Supplique à la gauche



 Entretien avec Bernard Kouchner, ancien ministre de la Santé, paru dans Le Point daté du 27 juin 2003
 Propos recueillis par Carl Meeus


 

Comment analysez-vous la situation sociale de la France aujourd'hui ?
La France va mal. C'est un pays où on n'arrive plus à se parler. Du coup, la confrontation des idées ou des certitudes se passe selon les formes traditionnelles : les manifestations. Mais ça ne permet pas le dialogue. Curieusement, après avoir connu plusieurs mois heurtés, le débat sur les retraites arrive au Parlement et ne suscite aucun intérêt ! Il faut absolument réinventer le dialogue. Le « dialogue social », mais aussi le dialogue de la France avec elle-même.

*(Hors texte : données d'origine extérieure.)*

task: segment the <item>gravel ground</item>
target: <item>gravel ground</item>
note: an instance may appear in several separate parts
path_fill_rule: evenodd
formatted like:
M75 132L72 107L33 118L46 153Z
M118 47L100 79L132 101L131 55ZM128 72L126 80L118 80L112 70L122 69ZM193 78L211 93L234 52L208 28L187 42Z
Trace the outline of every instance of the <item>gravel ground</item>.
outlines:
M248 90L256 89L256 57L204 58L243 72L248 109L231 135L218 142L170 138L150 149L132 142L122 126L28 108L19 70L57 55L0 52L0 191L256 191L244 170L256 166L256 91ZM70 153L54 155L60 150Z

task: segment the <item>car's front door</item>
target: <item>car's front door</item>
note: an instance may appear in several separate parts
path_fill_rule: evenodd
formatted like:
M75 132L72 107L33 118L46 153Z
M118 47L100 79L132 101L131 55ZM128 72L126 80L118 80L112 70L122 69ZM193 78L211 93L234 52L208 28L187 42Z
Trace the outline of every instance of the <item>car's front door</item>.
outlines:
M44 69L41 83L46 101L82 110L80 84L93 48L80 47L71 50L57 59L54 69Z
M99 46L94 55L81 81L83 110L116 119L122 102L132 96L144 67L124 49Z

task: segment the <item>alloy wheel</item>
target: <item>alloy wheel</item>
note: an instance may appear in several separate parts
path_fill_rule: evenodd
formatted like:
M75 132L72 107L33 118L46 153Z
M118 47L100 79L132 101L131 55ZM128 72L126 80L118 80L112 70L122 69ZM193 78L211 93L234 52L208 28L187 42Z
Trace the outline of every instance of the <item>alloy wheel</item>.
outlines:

Quel dialogue instaurer quand droite et gauche s'opposent frontalement sur la réforme des retraites ?
Il fallait une loi pour les retraites. La gauche l'a assez cherchée sans la trouver. J'ai été désolé que le PS ait sorti de son chapeau, à la fin, quelques propositions qui prouvaient son peu d'intérêt pour ce débat. Ce que je lui reproche, c'est d'avoir rejeté en bloc le projet. J'ai été dix ans ministre ; pendant ce temps, nous avons agité ce problème et l'avons discuté entre nous. Alors, je veux bien qu'on me dise qu'au dernier moment on a sorti des propositions révolutionnaires, mais ça n'est pas vrai. Quand je pense qu'au gouvernement Jospin nous avions tous accepté l'idée de réformer les retraites. L'égalité public-privé pour l'âge du départ était la conclusion de tous les rapports. Et je sais bien, pour avoir participé au livre blanc des retraites pendant le gouvernement de Michel Rocard, qu'il y avait sur le fond un accord. Il fallait apporter des amendements au projet de Raffarin.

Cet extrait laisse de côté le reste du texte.